また、この9月からISAKに入学する生徒さんは「UWC ISAK JAPANとは?」のタイトルで、世界的な教育機関UWC (United World College)と提携するISAK(アイザック)という2014年に創立されたばかりの高校について説明したほか、ISAK入試に合格するために行った準備を話してくれました。彼は中学校の生徒会長として、数々のイベント企画とルールの変革に携わってきました。カンボジアに物資を贈る国際ボランティア「ありがとうプロジェクト」を実施したほか、頭髪や服装などに関する「ブラック校則」の改定、パラリンピック開催年に当たって都庁の関連部局を生徒会で訪問して取材、それを動画に編集してユーチューブ公開したことなどを実現してきました。そんな時に、NHKの番組でベストセラー書籍『サピエンス全史』の著者がISAKの高校生たちと討論しているのを見ました。彼は「この高校に行きたい」と思い、入試の準備を始めました。

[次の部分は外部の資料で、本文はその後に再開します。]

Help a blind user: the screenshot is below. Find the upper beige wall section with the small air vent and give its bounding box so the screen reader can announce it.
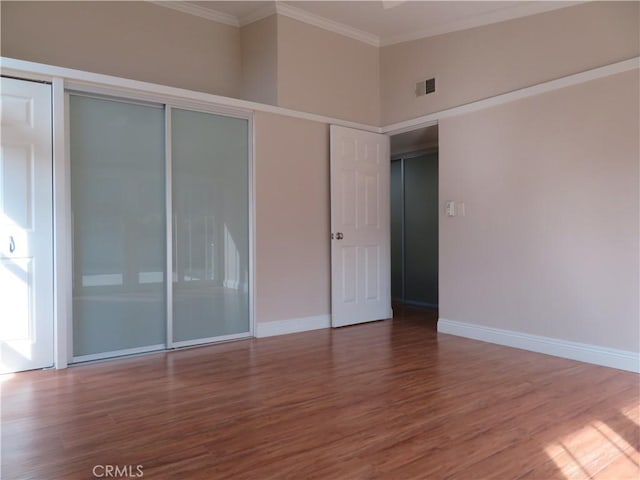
[381,2,640,125]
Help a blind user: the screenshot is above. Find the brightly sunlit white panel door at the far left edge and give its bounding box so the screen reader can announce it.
[0,78,53,373]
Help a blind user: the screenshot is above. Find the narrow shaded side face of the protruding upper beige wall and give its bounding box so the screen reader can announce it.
[240,15,278,105]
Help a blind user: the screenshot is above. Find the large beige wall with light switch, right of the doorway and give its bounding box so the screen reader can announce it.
[439,70,640,352]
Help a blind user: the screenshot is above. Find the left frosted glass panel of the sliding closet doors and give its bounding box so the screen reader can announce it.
[70,95,167,357]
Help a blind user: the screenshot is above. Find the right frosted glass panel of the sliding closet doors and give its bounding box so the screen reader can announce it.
[171,109,249,343]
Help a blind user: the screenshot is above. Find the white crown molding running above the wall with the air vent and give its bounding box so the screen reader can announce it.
[380,1,585,47]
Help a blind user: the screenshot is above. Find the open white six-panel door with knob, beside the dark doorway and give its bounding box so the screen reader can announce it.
[331,125,391,327]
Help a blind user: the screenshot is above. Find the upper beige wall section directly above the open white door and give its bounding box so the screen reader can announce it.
[278,16,380,125]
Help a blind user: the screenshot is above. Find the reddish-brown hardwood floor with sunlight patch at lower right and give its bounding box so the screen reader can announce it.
[1,309,640,480]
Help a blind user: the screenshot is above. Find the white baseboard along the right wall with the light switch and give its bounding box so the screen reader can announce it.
[438,318,640,373]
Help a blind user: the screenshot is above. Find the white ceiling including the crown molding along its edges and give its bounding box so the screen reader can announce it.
[176,0,582,46]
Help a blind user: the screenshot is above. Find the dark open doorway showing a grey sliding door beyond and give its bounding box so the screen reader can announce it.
[391,125,439,308]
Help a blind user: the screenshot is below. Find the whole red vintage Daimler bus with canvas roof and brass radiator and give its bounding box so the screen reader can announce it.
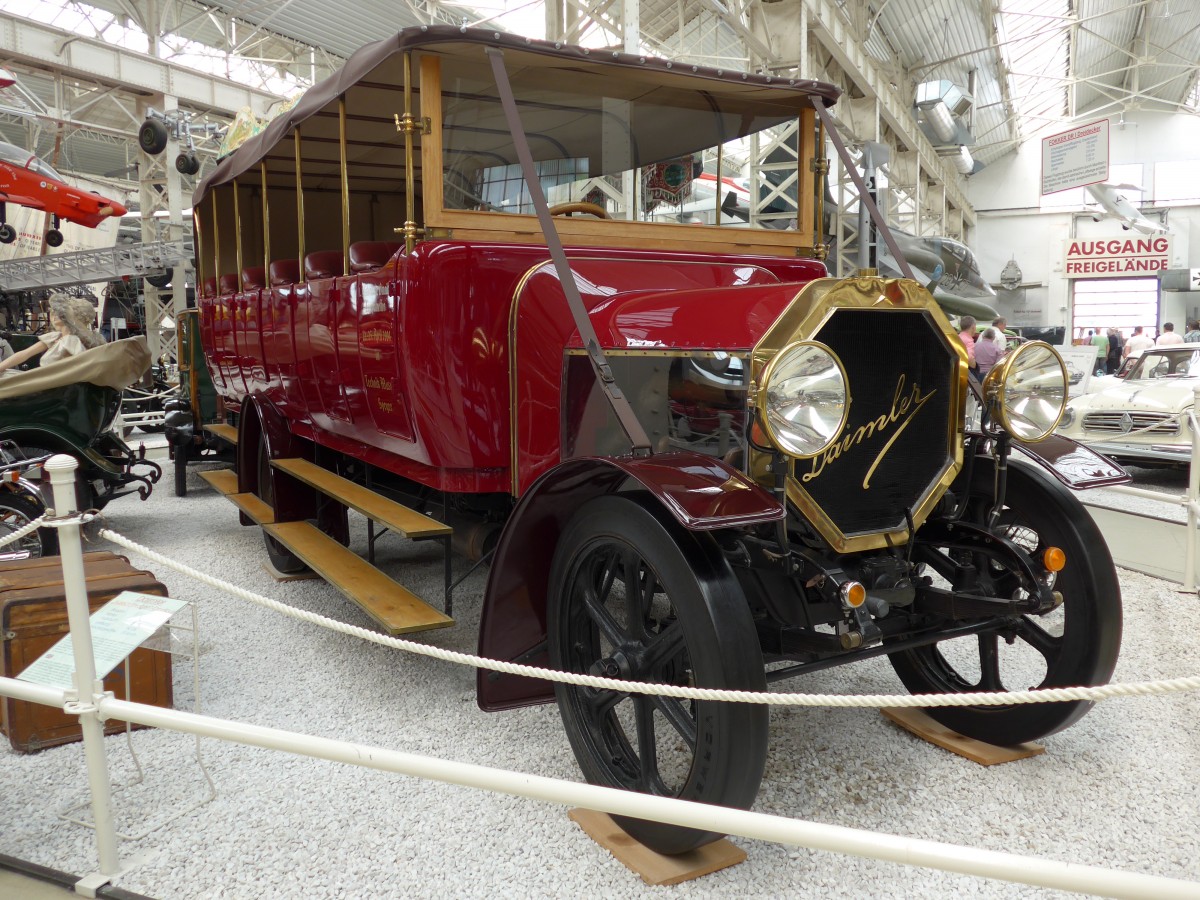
[187,28,1124,853]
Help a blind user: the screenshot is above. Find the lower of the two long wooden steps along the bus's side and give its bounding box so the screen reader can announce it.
[263,522,454,635]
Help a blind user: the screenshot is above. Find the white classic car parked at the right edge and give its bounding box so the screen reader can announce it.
[1058,343,1200,466]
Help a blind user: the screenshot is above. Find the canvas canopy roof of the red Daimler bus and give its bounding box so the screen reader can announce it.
[193,26,839,204]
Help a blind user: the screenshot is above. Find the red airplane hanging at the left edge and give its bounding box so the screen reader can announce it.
[0,142,126,247]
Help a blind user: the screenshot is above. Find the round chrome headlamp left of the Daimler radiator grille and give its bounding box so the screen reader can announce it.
[757,341,850,458]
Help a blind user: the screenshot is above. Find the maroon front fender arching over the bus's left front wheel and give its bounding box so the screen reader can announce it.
[476,452,785,710]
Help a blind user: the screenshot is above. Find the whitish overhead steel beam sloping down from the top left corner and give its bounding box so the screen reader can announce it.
[0,12,280,118]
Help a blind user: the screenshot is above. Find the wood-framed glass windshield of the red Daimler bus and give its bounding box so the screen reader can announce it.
[442,54,798,229]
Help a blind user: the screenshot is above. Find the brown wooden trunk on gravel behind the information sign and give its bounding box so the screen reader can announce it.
[0,552,172,752]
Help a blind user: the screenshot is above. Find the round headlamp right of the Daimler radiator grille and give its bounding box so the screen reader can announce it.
[984,341,1067,442]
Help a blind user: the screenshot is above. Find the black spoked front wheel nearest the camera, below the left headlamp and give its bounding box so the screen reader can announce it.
[547,497,768,854]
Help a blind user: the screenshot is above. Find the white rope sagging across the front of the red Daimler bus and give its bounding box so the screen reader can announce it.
[100,528,1200,709]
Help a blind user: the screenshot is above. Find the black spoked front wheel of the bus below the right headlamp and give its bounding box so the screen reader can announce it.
[890,464,1121,744]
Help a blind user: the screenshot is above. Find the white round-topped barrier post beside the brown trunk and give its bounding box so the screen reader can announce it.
[46,454,120,875]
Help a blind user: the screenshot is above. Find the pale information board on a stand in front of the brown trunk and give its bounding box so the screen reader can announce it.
[17,590,187,689]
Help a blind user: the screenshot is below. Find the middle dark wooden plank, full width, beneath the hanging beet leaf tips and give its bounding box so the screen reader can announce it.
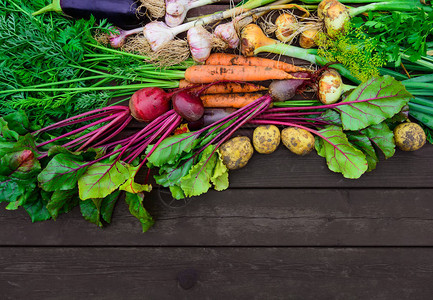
[0,189,433,246]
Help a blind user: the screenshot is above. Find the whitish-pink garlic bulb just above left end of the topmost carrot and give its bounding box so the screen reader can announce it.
[187,26,212,62]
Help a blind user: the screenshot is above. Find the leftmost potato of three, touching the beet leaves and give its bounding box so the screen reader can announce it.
[219,136,254,170]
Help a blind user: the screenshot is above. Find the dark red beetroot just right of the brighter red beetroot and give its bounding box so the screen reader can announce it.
[171,91,204,122]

入試願書は膨大な量の質問に英語で筆記回答するほか、英語による自己紹介動画撮影もありました。一次審査に合格した次はウェブ面接です。映し出される自宅の部屋は「彼自身」が一目でわかるよう、空手道着を壁に掛け、空手大会のトロフィーと愛読書の『サピエンス全史』を見える位置に置きました。面接は教師によるものだけではありません。先輩となる在校生たちも、オンライン・アクティビティを通じて受験生を評価します。何を聞かれても大丈夫なように英語による想定問答を40題ほど作り、暗記しました。ご両親の面接もあり、お2人とも想定問答を作成し、長時間にわたる面接をこなされました。そして、結果は見事、合格です。単なる学力テストとは異なる、全人的資質と社会貢献の実績が試される入試でした。彼はつい先日、9月から新学期が始まるISAKに入寮しました。全世界から集まる俊英たちとともに様々な国際問題を学習し、世の中の「チェンジメーカー」として羽ばたいてくれることを期待しています。